France’s Fillon hopes experience will trump scandal

Trailing in third place ahead of Sunday’s first round of presidential voting, the conservative Catholic former PM’s chances depend on voters overlooking recent graft charges

Winner of the right-wing primaries ahead of France's 2017 presidential elections, Francois Fillon visits the Chauvet pig farm in Chantenay-Villedieu, western France, December 1, 2016. (AFP/JEAN-FRANCOIS MONIER)
Winner of the right-wing primaries ahead of France's 2017 presidential elections, Francois Fillon visits the Chauvet pig farm in Chantenay-Villedieu, western France, December 1, 2016. (AFP/JEAN-FRANCOIS MONIER)

PARIS, France (AFP) – French conservative candidate Francois Fillon has seen his hopes of becoming president severely dented by a fake jobs scandal, yet he has clung on in the race and hopes his experience will win out over more untested rivals.

The devoutly Catholic 63-year-old former prime minister was charged in March with misuse of public funds over the employment of his British-born wife Penelope as a parliamentary assistant for 15 years.

It was a severe blow to Fillon, who clinched the nomination for the Republicans party in November by claiming he was unsullied by the scandals that surrounded his rival and former boss, ex-president Nicolas Sarkozy.

The allegations that Penelope had earned 680,000 euros ($725,000) for a fictional role were first reported by Le Canard Enchaine newspaper in January.

Fillon’s reaction has been to strongly deny that either he or his wife have done anything wrong and to claim his left-wing rivals are operating a “secret cell” to blacken his name.

It is a line of attack that has drawn scorn from Socialist President Francois Hollande and surprised even some of Fillon’s allies.

Having backtracked on an early promise to withdraw his candidacy if he was charged, the erstwhile arch-conservative has found himself in the unlikely position of running as an anti-establishment rebel determined to defy the government, magistrates and the media he says are working against him.
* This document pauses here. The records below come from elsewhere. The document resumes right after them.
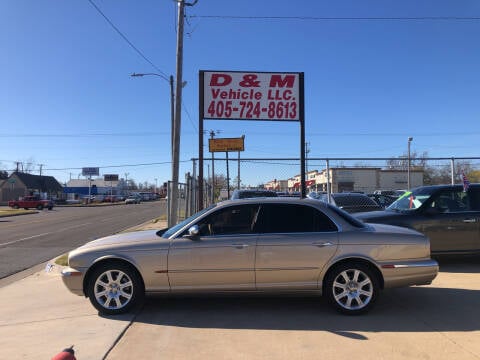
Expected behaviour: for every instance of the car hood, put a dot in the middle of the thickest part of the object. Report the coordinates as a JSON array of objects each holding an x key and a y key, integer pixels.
[{"x": 123, "y": 239}]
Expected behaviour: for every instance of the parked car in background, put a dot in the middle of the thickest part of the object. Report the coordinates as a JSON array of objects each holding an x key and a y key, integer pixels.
[
  {"x": 396, "y": 193},
  {"x": 133, "y": 199},
  {"x": 447, "y": 214},
  {"x": 289, "y": 193},
  {"x": 264, "y": 245},
  {"x": 350, "y": 202},
  {"x": 28, "y": 202},
  {"x": 383, "y": 200},
  {"x": 252, "y": 193}
]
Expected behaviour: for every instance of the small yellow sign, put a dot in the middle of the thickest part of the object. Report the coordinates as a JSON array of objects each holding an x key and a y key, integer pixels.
[{"x": 226, "y": 144}]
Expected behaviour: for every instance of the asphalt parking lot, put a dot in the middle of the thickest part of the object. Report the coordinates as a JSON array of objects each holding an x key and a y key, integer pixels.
[
  {"x": 39, "y": 317},
  {"x": 440, "y": 321}
]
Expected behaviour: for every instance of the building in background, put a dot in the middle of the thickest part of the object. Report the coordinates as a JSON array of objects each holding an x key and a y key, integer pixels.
[{"x": 20, "y": 184}]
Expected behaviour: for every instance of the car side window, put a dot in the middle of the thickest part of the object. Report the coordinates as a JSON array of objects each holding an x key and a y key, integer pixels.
[
  {"x": 451, "y": 202},
  {"x": 229, "y": 220},
  {"x": 285, "y": 218},
  {"x": 474, "y": 199}
]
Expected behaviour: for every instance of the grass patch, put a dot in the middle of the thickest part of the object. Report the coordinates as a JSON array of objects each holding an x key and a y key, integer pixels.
[
  {"x": 14, "y": 212},
  {"x": 62, "y": 260}
]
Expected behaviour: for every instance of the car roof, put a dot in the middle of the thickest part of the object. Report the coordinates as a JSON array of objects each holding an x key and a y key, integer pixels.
[{"x": 444, "y": 186}]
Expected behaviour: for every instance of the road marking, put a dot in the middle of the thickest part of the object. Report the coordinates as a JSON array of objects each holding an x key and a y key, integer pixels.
[
  {"x": 39, "y": 235},
  {"x": 23, "y": 239}
]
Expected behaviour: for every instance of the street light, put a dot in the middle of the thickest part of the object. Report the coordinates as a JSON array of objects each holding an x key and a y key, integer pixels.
[{"x": 408, "y": 165}]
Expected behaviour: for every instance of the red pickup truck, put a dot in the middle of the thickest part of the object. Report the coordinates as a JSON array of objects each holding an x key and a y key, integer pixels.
[{"x": 28, "y": 202}]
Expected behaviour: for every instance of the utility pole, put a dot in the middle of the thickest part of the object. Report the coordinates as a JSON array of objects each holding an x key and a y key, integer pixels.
[
  {"x": 178, "y": 110},
  {"x": 307, "y": 151},
  {"x": 212, "y": 135}
]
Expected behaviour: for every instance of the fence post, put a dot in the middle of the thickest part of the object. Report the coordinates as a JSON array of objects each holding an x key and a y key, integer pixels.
[
  {"x": 452, "y": 170},
  {"x": 169, "y": 208},
  {"x": 328, "y": 181}
]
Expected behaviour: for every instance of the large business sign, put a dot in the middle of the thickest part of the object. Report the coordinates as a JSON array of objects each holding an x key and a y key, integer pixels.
[
  {"x": 92, "y": 171},
  {"x": 251, "y": 95},
  {"x": 110, "y": 177},
  {"x": 226, "y": 144}
]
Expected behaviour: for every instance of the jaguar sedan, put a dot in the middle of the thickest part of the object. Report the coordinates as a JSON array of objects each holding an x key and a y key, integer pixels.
[{"x": 256, "y": 245}]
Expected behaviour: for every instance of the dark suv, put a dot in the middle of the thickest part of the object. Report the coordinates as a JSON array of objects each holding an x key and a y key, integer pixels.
[{"x": 447, "y": 214}]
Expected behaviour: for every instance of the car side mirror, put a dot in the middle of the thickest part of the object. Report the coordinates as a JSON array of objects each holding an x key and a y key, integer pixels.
[
  {"x": 193, "y": 231},
  {"x": 431, "y": 211}
]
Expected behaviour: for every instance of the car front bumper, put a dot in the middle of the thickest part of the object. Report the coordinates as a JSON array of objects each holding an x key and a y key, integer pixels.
[{"x": 73, "y": 280}]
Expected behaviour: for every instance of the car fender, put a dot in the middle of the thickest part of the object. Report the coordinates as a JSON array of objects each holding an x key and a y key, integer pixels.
[{"x": 340, "y": 258}]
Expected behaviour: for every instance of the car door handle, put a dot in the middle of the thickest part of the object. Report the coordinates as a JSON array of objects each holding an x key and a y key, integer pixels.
[
  {"x": 240, "y": 246},
  {"x": 322, "y": 244}
]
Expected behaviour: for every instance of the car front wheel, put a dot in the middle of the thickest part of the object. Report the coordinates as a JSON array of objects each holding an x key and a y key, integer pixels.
[
  {"x": 351, "y": 288},
  {"x": 115, "y": 288}
]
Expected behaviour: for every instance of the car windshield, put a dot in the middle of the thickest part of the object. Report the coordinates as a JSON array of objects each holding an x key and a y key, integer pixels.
[
  {"x": 410, "y": 200},
  {"x": 177, "y": 227}
]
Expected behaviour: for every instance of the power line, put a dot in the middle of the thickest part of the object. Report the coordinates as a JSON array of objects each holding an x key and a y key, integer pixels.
[
  {"x": 126, "y": 39},
  {"x": 341, "y": 18}
]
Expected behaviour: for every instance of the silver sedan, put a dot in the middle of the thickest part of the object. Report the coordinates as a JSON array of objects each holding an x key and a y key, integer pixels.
[{"x": 256, "y": 245}]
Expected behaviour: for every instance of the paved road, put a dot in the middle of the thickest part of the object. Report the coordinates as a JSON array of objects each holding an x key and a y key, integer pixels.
[
  {"x": 29, "y": 240},
  {"x": 436, "y": 322}
]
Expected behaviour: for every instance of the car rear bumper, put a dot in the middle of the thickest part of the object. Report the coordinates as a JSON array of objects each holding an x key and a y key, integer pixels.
[
  {"x": 73, "y": 280},
  {"x": 408, "y": 273}
]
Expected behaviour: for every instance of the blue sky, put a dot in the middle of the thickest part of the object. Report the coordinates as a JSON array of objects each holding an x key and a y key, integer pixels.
[{"x": 67, "y": 100}]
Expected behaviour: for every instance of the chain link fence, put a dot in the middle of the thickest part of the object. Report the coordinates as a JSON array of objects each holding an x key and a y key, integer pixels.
[{"x": 331, "y": 175}]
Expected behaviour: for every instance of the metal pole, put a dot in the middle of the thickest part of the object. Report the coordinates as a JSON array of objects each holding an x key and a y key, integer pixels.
[
  {"x": 228, "y": 177},
  {"x": 408, "y": 165},
  {"x": 238, "y": 172},
  {"x": 452, "y": 170},
  {"x": 329, "y": 190},
  {"x": 178, "y": 111}
]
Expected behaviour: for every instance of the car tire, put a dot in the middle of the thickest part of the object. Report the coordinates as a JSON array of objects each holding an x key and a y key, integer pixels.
[
  {"x": 351, "y": 288},
  {"x": 115, "y": 288}
]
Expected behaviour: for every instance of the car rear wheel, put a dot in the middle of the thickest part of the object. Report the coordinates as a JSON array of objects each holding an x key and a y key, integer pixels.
[
  {"x": 352, "y": 288},
  {"x": 115, "y": 288}
]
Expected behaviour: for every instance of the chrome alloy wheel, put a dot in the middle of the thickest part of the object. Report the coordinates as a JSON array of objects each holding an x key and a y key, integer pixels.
[
  {"x": 352, "y": 289},
  {"x": 113, "y": 289}
]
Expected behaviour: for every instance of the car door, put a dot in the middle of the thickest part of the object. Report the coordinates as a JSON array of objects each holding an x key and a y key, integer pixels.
[
  {"x": 294, "y": 243},
  {"x": 453, "y": 223},
  {"x": 221, "y": 257}
]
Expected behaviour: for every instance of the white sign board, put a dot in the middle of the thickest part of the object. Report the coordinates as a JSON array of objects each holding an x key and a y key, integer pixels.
[
  {"x": 251, "y": 96},
  {"x": 92, "y": 171}
]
Francois Fillon, center, the French presidential candidate for the right-wing Les Republicains party, gestures after a speech at a campaign meeting in Nice, southeastern France, April 17, 2017. (AFP Photo/Valery Hache)
Francois Fillon, center, the French presidential candidate for the right-wing Les Republicains party, gestures after a speech at a campaign meeting in Nice, southeastern France, April 17, 2017. (AFP Photo/Valery Hache)
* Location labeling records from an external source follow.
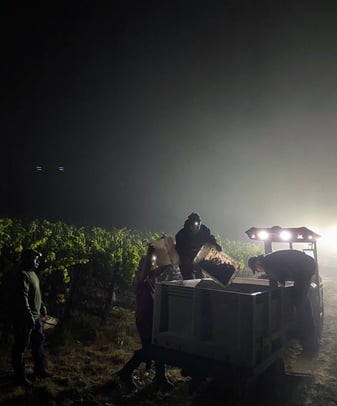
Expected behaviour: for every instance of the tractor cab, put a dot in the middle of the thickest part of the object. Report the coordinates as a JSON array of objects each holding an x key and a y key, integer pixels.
[{"x": 302, "y": 239}]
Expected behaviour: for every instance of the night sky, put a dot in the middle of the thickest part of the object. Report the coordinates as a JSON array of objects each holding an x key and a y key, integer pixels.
[{"x": 154, "y": 111}]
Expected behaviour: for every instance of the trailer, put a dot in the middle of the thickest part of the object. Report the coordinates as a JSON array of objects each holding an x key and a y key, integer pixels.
[{"x": 234, "y": 331}]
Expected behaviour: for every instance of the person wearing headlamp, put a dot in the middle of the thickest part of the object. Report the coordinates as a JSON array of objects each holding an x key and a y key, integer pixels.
[{"x": 189, "y": 240}]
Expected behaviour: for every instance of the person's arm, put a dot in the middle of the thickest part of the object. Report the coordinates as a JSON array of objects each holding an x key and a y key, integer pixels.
[{"x": 24, "y": 293}]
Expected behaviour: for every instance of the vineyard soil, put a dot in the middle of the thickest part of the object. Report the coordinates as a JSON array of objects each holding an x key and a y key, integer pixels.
[{"x": 84, "y": 372}]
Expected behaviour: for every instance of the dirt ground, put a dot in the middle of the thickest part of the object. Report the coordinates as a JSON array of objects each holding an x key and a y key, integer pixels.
[{"x": 84, "y": 374}]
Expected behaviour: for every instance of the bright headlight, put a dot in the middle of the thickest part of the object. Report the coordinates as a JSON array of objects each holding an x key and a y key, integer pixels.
[
  {"x": 263, "y": 235},
  {"x": 285, "y": 235}
]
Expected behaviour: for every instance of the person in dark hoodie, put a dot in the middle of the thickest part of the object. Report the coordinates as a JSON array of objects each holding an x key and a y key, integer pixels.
[
  {"x": 189, "y": 240},
  {"x": 27, "y": 311},
  {"x": 145, "y": 281},
  {"x": 287, "y": 265}
]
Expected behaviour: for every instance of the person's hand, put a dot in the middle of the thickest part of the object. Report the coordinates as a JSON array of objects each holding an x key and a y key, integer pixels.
[{"x": 30, "y": 322}]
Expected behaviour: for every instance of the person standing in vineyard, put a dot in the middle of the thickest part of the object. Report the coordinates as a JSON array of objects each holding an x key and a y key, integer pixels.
[
  {"x": 189, "y": 240},
  {"x": 144, "y": 283},
  {"x": 27, "y": 309}
]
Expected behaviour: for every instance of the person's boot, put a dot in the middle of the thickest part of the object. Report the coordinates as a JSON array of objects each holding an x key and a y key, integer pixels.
[
  {"x": 19, "y": 369},
  {"x": 160, "y": 380},
  {"x": 40, "y": 371},
  {"x": 126, "y": 381}
]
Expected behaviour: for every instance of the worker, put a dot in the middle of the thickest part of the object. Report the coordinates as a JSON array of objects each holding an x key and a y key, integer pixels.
[
  {"x": 147, "y": 276},
  {"x": 286, "y": 265},
  {"x": 189, "y": 240},
  {"x": 27, "y": 310}
]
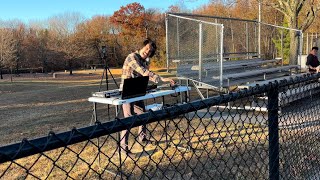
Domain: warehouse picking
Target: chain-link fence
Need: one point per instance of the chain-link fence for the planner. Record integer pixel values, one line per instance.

Subsequent revelations that a wealthy Franco-Lebanese lawyer bought handmade suits for Fillon worth 13,000 euros each have drawn further ire from his opponents.

The charges have caused Fillon to slip from the position of clear frontrunner he occupied early this year.

Yet despite the charges, his support has recovered to around 19 percent, putting him tied for third in the race with the hard-left Jean-Luc Melenchon but behind Marine Le Pen of the far-right and centrist Emmanuel Macron.

‘Iron-fisted’ approach

Fillon’s policies are based on deep cuts in public spending and slashing hundreds of thousands of jobs from a bloated civil service.

He also wants to attack one of the sacred cows of the French left, the 35-hour working week, raising it to 39 hours.

A leaner, meaner France could, he claims, rival Germany as the foremost economy in the eurozone within a decade.

In TV debates, Fillon has stressed that only he among the candidates has experience running a country.

In the wake of the killing of a policeman on Paris’s Champs Elysees avenue on Thursday, he said that for years, “I have been warning that we are facing an Islamic totalitarianism” and promised an “iron-fisted” approach.

His outspokenness stood in contrast to his image as prime minister of a quiet and urbane man whose steady temperament contrasted with the impulsive Sarkozy who once dismissed him as “Mr Nobody.”

Once the youngest member of parliament at age 27, the Catholic Fillon voted against gay marriage when it was legalized in 2013.

The self-declared “Gaullist” — a form of nationalism that proposes an independent and strong France — also has a close bond with Russian President Vladimir Putin.

The two men overlapped as prime ministers from 2008-2012 and their closeness has led to questions about Fillon’s foreign policy.

Country manor

Fillon and his Welsh wife met at university in France when they were in their early twenties.

They soon married and live in an imposing manor house near Le Mans in northern France where they brought up their five children.

Two of their children have also had paid work for their father in parliament, performing roles as “legal advisers” despite not being qualified lawyers at the time.

Penelope Fillon was until recently a low-key political wife, a keen horse-rider who once described herself as a country “peasant” who preferred the countryside to Paris.

In examining Fillon’s insistence that his wife has “always” worked to help his career, the French media has homed in on previous comments she made.

“Until now, I have never got involved in my husband’s political life,” Penelope told regional newspaper Le Bien Public last year.